Adele Corradi, Non so se don Lorenzo, Feltrinelli, Milano 2012, pp. 174, € 14,00

Nel cinquantenario, adeguatamente ricordato grazie a papa Francesco, della morte di don Milani, è forse opportuno segnalare un libro, edito pochi anni fa, che ha per oggetto una testimonianza fra le più preziose tra quanti hanno conosciuto e collaborato con don Lorenzo Milani.

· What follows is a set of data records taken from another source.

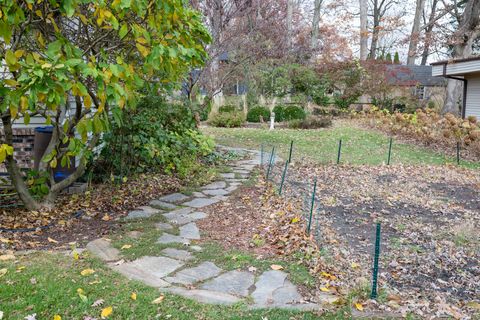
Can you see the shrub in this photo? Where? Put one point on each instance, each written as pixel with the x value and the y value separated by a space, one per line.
pixel 294 113
pixel 310 123
pixel 227 108
pixel 255 113
pixel 233 119
pixel 155 136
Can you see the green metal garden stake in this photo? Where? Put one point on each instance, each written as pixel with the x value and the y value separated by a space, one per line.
pixel 261 155
pixel 290 153
pixel 339 151
pixel 375 263
pixel 312 205
pixel 458 152
pixel 390 151
pixel 270 162
pixel 283 178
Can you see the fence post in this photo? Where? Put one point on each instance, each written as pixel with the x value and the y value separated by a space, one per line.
pixel 339 151
pixel 270 162
pixel 283 178
pixel 290 153
pixel 375 263
pixel 312 205
pixel 458 152
pixel 261 155
pixel 390 151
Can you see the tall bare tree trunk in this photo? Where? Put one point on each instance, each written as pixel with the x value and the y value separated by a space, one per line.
pixel 363 30
pixel 375 30
pixel 414 36
pixel 289 23
pixel 428 34
pixel 316 22
pixel 463 38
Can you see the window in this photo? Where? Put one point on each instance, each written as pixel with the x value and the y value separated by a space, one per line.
pixel 419 92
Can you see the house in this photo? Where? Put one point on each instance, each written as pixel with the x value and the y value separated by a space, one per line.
pixel 418 80
pixel 468 71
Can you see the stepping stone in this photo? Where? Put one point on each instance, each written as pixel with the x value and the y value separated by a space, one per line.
pixel 215 192
pixel 174 198
pixel 234 282
pixel 149 270
pixel 163 226
pixel 104 250
pixel 167 238
pixel 162 205
pixel 149 209
pixel 204 296
pixel 202 272
pixel 177 254
pixel 190 231
pixel 267 283
pixel 138 214
pixel 200 202
pixel 215 185
pixel 196 248
pixel 232 188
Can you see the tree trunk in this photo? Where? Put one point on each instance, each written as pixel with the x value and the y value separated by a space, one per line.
pixel 428 34
pixel 414 36
pixel 289 24
pixel 375 31
pixel 363 30
pixel 465 35
pixel 316 22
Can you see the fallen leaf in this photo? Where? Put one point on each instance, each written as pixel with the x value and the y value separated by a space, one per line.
pixel 106 312
pixel 158 300
pixel 52 240
pixel 87 272
pixel 98 303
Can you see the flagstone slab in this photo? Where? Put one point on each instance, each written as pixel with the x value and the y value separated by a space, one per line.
pixel 190 231
pixel 215 185
pixel 149 270
pixel 234 282
pixel 162 205
pixel 183 255
pixel 103 249
pixel 204 271
pixel 174 198
pixel 215 192
pixel 167 238
pixel 162 226
pixel 204 296
pixel 200 202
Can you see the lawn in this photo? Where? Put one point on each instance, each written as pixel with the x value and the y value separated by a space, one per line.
pixel 359 146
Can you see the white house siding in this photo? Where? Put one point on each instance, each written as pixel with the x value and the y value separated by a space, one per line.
pixel 473 97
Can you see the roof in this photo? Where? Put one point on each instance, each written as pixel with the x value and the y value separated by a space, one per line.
pixel 412 75
pixel 473 58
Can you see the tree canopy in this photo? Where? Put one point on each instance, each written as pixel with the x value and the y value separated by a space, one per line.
pixel 77 63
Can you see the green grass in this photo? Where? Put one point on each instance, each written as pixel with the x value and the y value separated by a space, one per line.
pixel 47 284
pixel 359 146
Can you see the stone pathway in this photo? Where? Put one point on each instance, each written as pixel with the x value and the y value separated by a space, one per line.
pixel 206 282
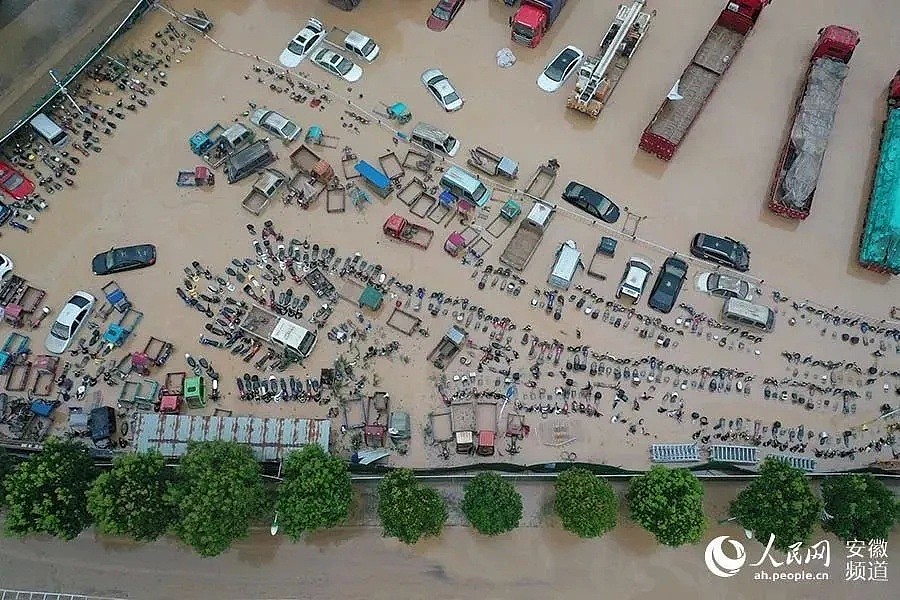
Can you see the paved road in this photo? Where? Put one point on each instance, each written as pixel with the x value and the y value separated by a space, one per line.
pixel 39 35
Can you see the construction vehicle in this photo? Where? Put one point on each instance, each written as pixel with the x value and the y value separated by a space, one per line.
pixel 798 169
pixel 525 240
pixel 879 244
pixel 283 334
pixel 599 74
pixel 691 91
pixel 533 19
pixel 400 229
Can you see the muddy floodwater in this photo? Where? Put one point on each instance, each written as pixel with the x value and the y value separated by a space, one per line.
pixel 356 563
pixel 717 182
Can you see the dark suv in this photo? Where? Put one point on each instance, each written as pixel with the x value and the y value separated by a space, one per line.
pixel 591 201
pixel 722 250
pixel 668 285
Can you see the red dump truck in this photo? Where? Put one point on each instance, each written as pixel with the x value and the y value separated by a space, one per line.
pixel 691 91
pixel 797 171
pixel 879 244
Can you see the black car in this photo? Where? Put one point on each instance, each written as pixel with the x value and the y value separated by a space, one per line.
pixel 722 250
pixel 591 201
pixel 668 285
pixel 127 258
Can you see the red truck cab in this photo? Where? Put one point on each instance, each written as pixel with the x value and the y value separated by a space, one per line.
pixel 533 19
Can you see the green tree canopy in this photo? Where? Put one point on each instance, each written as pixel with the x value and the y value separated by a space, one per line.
pixel 669 504
pixel 780 502
pixel 217 491
pixel 316 491
pixel 48 493
pixel 861 507
pixel 408 510
pixel 587 505
pixel 491 504
pixel 131 499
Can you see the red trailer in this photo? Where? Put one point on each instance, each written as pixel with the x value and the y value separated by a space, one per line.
pixel 691 91
pixel 403 231
pixel 797 171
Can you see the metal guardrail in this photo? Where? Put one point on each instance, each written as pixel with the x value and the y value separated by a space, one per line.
pixel 140 7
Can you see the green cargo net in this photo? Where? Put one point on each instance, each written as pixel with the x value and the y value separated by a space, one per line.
pixel 879 245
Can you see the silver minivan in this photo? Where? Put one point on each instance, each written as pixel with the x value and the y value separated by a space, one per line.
pixel 749 314
pixel 45 127
pixel 435 139
pixel 568 259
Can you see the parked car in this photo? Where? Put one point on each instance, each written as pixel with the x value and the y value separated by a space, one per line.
pixel 127 258
pixel 668 285
pixel 560 68
pixel 442 14
pixel 275 123
pixel 722 250
pixel 442 90
pixel 6 266
pixel 69 320
pixel 336 64
pixel 591 201
pixel 302 44
pixel 634 279
pixel 723 285
pixel 13 183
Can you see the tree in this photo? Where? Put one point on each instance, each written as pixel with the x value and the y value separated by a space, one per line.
pixel 779 502
pixel 669 504
pixel 217 491
pixel 491 504
pixel 316 492
pixel 131 499
pixel 587 505
pixel 861 507
pixel 48 493
pixel 408 510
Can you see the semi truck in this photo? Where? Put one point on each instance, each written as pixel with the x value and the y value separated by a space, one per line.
pixel 533 19
pixel 798 169
pixel 879 244
pixel 599 74
pixel 691 91
pixel 525 240
pixel 282 334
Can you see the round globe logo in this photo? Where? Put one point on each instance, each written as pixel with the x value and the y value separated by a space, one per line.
pixel 718 563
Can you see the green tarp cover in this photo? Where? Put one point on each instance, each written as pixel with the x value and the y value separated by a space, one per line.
pixel 880 243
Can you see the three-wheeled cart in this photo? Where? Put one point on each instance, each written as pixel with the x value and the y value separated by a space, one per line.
pixel 199 176
pixel 116 297
pixel 509 212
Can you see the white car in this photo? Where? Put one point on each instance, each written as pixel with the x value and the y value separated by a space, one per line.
pixel 634 279
pixel 336 64
pixel 723 285
pixel 275 123
pixel 6 266
pixel 442 90
pixel 69 320
pixel 559 69
pixel 302 44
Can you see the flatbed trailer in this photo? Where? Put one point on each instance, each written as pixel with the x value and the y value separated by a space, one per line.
pixel 687 98
pixel 879 243
pixel 797 171
pixel 528 236
pixel 599 74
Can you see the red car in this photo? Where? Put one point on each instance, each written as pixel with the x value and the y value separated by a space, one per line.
pixel 13 183
pixel 443 13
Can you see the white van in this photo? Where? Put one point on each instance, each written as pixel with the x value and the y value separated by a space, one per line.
pixel 462 184
pixel 568 259
pixel 749 314
pixel 50 131
pixel 435 139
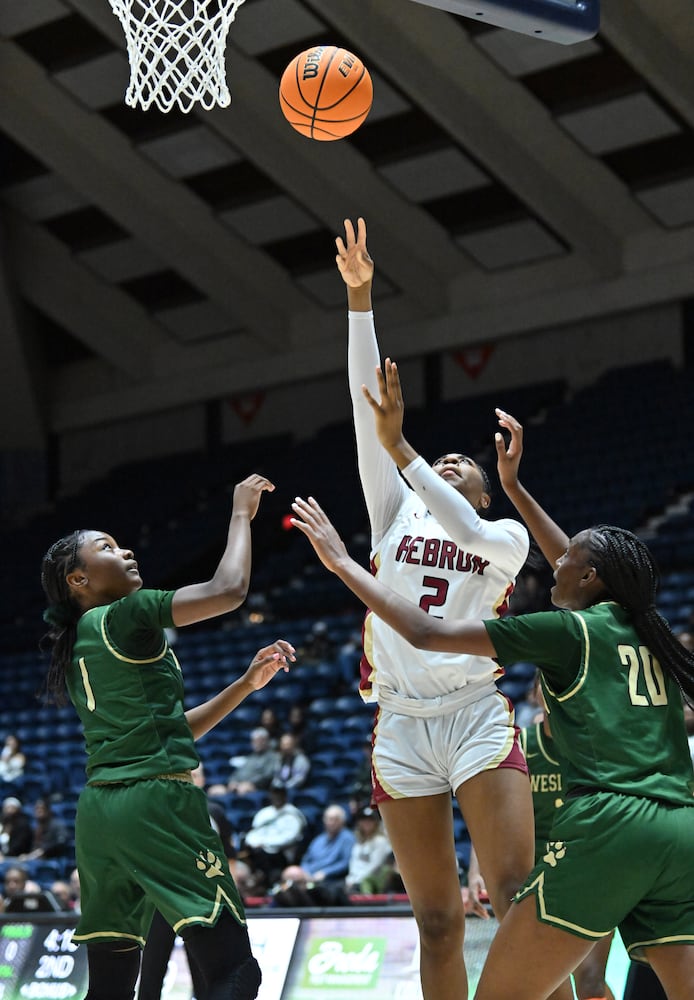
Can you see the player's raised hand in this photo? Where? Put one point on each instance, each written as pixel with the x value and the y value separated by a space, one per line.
pixel 247 494
pixel 353 260
pixel 268 661
pixel 389 410
pixel 508 457
pixel 320 531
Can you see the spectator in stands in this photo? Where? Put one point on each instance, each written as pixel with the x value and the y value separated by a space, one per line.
pixel 15 829
pixel 16 882
pixel 612 677
pixel 370 864
pixel 50 837
pixel 258 768
pixel 318 647
pixel 327 856
pixel 270 720
pixel 12 759
pixel 276 834
pixel 293 765
pixel 360 788
pixel 297 723
pixel 61 892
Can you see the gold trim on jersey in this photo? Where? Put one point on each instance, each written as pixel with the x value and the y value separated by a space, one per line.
pixel 91 702
pixel 113 935
pixel 668 939
pixel 212 919
pixel 536 887
pixel 129 659
pixel 583 672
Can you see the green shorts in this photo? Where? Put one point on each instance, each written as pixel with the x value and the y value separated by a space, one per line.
pixel 618 861
pixel 149 845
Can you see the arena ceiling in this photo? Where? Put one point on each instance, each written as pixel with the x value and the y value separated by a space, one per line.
pixel 154 260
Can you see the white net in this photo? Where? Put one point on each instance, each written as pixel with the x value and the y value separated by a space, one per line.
pixel 176 51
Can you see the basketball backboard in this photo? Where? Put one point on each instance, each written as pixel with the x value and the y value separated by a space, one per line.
pixel 562 21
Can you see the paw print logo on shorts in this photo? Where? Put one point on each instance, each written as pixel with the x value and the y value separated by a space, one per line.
pixel 209 863
pixel 555 852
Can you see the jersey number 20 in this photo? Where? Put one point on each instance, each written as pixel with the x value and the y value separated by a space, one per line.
pixel 644 673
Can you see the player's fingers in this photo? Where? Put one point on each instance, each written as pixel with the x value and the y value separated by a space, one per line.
pixel 374 404
pixel 506 420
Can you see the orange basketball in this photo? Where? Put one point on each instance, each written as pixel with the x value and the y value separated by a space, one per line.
pixel 326 92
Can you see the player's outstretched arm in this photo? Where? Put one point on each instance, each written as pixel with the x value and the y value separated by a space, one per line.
pixel 228 586
pixel 415 625
pixel 355 265
pixel 389 412
pixel 549 536
pixel 266 663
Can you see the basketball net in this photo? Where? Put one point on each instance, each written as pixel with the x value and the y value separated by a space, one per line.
pixel 176 51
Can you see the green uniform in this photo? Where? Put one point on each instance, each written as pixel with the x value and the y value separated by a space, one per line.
pixel 545 781
pixel 143 833
pixel 622 850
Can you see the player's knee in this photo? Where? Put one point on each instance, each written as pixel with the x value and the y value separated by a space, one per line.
pixel 441 929
pixel 241 984
pixel 247 979
pixel 113 972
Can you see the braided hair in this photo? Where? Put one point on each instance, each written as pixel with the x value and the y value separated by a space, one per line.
pixel 626 567
pixel 63 611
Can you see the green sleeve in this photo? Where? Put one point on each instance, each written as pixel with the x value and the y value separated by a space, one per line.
pixel 136 623
pixel 550 639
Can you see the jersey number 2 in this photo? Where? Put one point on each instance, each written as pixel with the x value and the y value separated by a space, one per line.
pixel 642 664
pixel 438 598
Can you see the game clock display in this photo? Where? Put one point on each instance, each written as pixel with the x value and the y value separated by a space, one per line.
pixel 38 961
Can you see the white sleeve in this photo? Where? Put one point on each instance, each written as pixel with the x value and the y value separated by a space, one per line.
pixel 384 490
pixel 505 541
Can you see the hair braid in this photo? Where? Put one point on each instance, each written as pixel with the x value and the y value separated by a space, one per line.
pixel 62 613
pixel 626 567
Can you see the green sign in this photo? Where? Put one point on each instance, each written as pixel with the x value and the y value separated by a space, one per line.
pixel 343 962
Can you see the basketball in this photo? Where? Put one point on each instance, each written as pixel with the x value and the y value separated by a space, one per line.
pixel 326 92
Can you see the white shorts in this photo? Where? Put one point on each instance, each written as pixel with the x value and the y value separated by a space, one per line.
pixel 414 756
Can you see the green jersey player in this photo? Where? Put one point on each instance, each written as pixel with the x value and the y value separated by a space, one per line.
pixel 143 834
pixel 622 853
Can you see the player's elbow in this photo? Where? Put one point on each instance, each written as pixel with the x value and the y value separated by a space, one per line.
pixel 232 592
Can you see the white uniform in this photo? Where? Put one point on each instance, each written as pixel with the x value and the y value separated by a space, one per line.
pixel 430 545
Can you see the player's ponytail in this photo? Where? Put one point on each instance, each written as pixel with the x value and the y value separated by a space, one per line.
pixel 626 567
pixel 63 611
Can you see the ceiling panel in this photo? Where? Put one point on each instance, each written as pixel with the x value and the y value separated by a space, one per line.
pixel 493 167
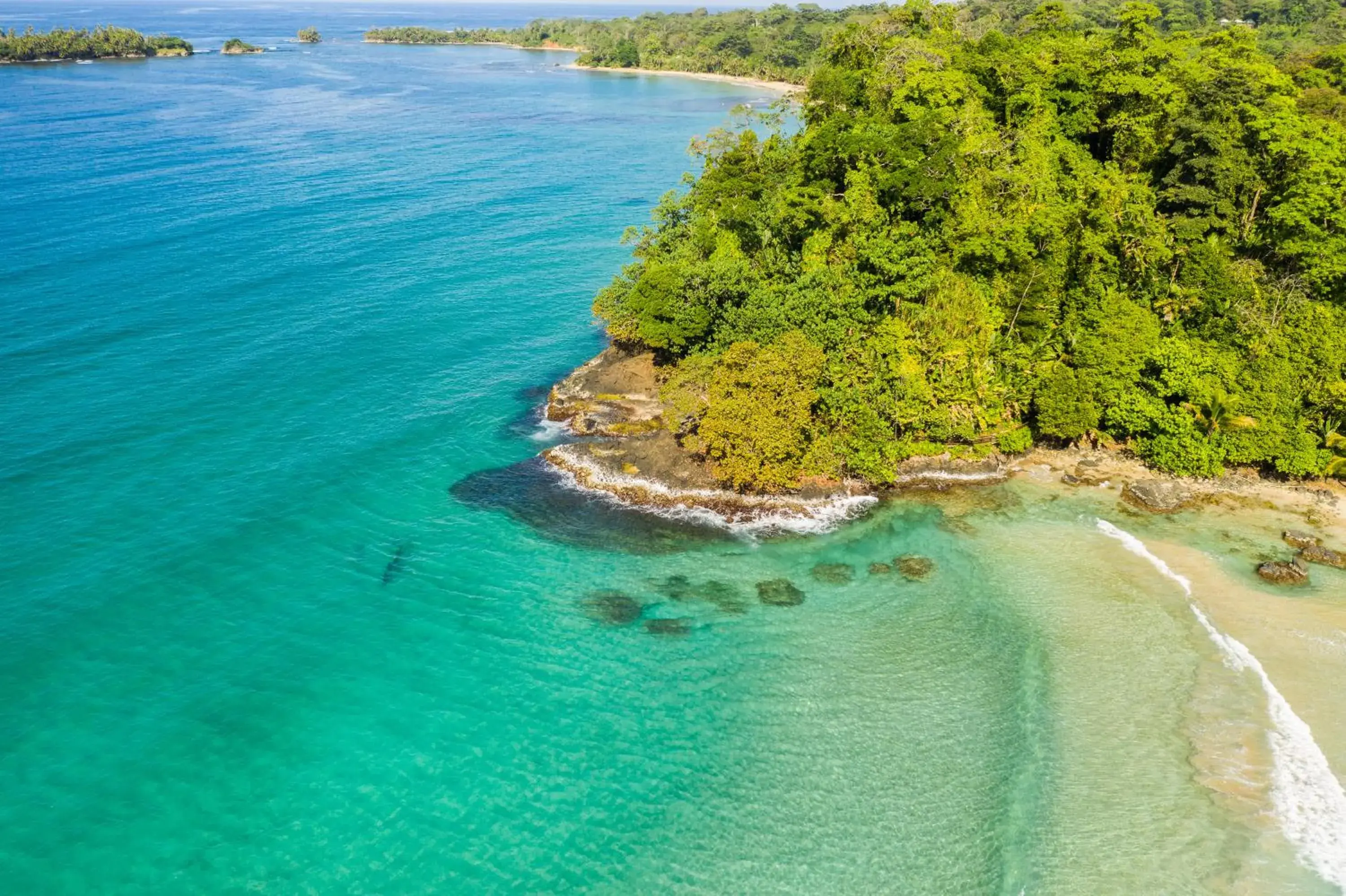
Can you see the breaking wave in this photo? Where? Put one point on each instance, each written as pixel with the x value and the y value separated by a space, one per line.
pixel 1309 801
pixel 741 514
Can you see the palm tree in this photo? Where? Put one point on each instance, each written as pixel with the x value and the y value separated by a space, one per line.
pixel 1217 415
pixel 1337 466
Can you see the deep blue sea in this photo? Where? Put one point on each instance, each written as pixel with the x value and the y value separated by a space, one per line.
pixel 288 607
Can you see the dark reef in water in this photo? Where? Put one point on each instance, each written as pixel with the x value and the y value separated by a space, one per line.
pixel 834 574
pixel 533 493
pixel 396 565
pixel 668 627
pixel 726 598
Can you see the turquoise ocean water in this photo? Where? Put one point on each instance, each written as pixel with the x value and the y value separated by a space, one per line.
pixel 284 607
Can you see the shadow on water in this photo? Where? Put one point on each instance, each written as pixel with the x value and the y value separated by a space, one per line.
pixel 535 494
pixel 398 565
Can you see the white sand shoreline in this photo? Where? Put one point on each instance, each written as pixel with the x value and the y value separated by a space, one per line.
pixel 782 87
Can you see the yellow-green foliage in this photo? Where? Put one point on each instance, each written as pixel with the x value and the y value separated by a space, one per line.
pixel 758 418
pixel 978 237
pixel 81 43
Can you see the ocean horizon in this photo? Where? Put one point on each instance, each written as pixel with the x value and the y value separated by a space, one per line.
pixel 291 606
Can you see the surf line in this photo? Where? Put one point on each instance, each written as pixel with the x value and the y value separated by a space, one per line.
pixel 1309 800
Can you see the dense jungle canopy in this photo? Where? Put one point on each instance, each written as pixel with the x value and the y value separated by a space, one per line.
pixel 1061 228
pixel 81 43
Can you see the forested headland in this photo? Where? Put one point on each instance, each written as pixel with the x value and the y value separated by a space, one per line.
pixel 1061 226
pixel 104 42
pixel 785 43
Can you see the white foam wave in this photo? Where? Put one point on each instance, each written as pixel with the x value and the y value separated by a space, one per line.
pixel 550 430
pixel 1309 800
pixel 764 517
pixel 947 475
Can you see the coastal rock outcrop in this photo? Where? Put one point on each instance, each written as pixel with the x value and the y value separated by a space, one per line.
pixel 613 607
pixel 1158 496
pixel 1297 539
pixel 834 574
pixel 913 567
pixel 944 471
pixel 1285 574
pixel 1324 556
pixel 614 395
pixel 668 627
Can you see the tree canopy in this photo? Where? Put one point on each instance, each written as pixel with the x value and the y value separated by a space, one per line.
pixel 72 43
pixel 1069 231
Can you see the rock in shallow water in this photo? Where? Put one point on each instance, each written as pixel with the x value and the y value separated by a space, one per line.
pixel 668 627
pixel 1158 496
pixel 726 598
pixel 675 588
pixel 914 567
pixel 1297 539
pixel 1285 574
pixel 1325 556
pixel 780 592
pixel 613 607
pixel 834 574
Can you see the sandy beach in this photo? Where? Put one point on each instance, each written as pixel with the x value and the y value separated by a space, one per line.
pixel 782 87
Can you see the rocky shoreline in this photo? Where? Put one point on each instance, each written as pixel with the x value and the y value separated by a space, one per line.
pixel 613 405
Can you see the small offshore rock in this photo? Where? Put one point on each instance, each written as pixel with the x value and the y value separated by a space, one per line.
pixel 834 574
pixel 676 588
pixel 780 592
pixel 613 607
pixel 1285 574
pixel 1158 496
pixel 1297 539
pixel 914 567
pixel 668 627
pixel 1325 556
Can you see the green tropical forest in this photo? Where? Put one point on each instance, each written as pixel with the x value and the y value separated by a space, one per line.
pixel 1068 226
pixel 80 43
pixel 787 43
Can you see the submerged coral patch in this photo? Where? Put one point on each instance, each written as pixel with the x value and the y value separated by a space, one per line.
pixel 834 574
pixel 780 592
pixel 535 494
pixel 914 567
pixel 613 607
pixel 668 627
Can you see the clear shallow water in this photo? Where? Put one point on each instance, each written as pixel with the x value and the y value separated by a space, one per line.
pixel 279 613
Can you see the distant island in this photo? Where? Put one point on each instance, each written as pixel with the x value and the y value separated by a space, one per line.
pixel 998 229
pixel 778 43
pixel 235 48
pixel 104 42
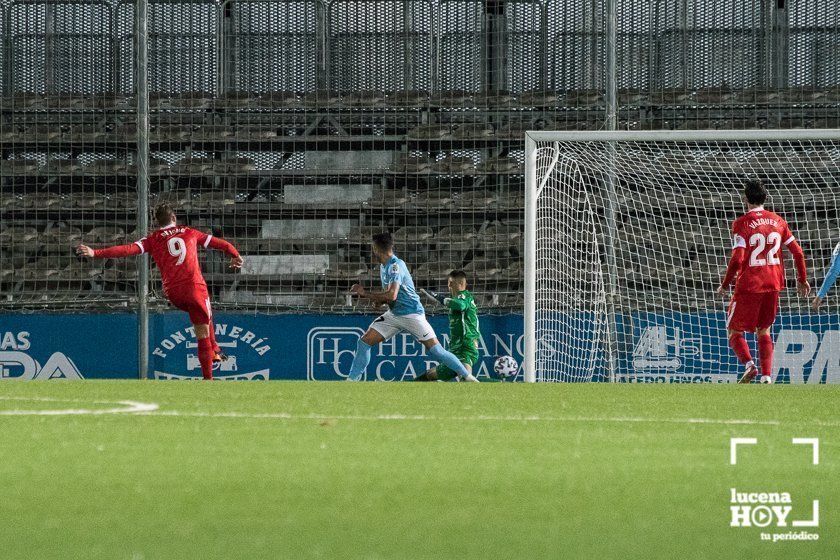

Adele Corradi era una giovane insegnante che decise di unirsi al gruppo di docenti della scuola di don Milani. L’ingresso non fu semplice: don Lorenzo è un uomo ruvido, di poche parole e soprattutto concentrato su un progetto pedagogico fortemente innovativo. Anni dopo dirà di se stessa:

«Sono nata a Firenze nel 1924 e per tutta la mia vita lavorativa sono stata insegnante di lettere nella scuola media. Sono andata in pensione a sessantasette anni. Devo confessare che ero un’insegnante identica alla destinataria della “Lettera a una professoressa”. I rimproveri che i ragazzi di Barbiana rivolgono a quell’insegnante me li meritavo tutti. Per questo non c’è una parola della Lettera che non sottoscriverei. L’incontro con la scuola di Barbiana e con don Milani ha scavato un solco nella mia vita. Mi son vista come non mi ero mai vista. E non solo come insegnante, ma come persona.»

Adele vive con don Lorenzo gli anni fondamentali della scuola, sino alla morte prematura del priore. In questo libro non si racconta la storia di don Milani, come lei stessa scrive in una breve nota, «chi la volesse conoscere dovrà rivolgersi altrove». Queste pagine inseguono piuttosto le tracce di un rapporto tanto coinvolgente quanto problematico, dal quale emerge la figura di un uomo di grande carisma, che ha lasciato un’eredità fondamentale alla storia italiana del Novecento, ma anche un carattere spigoloso, non semplice, votato a un’intransigenza quasi insostenibile.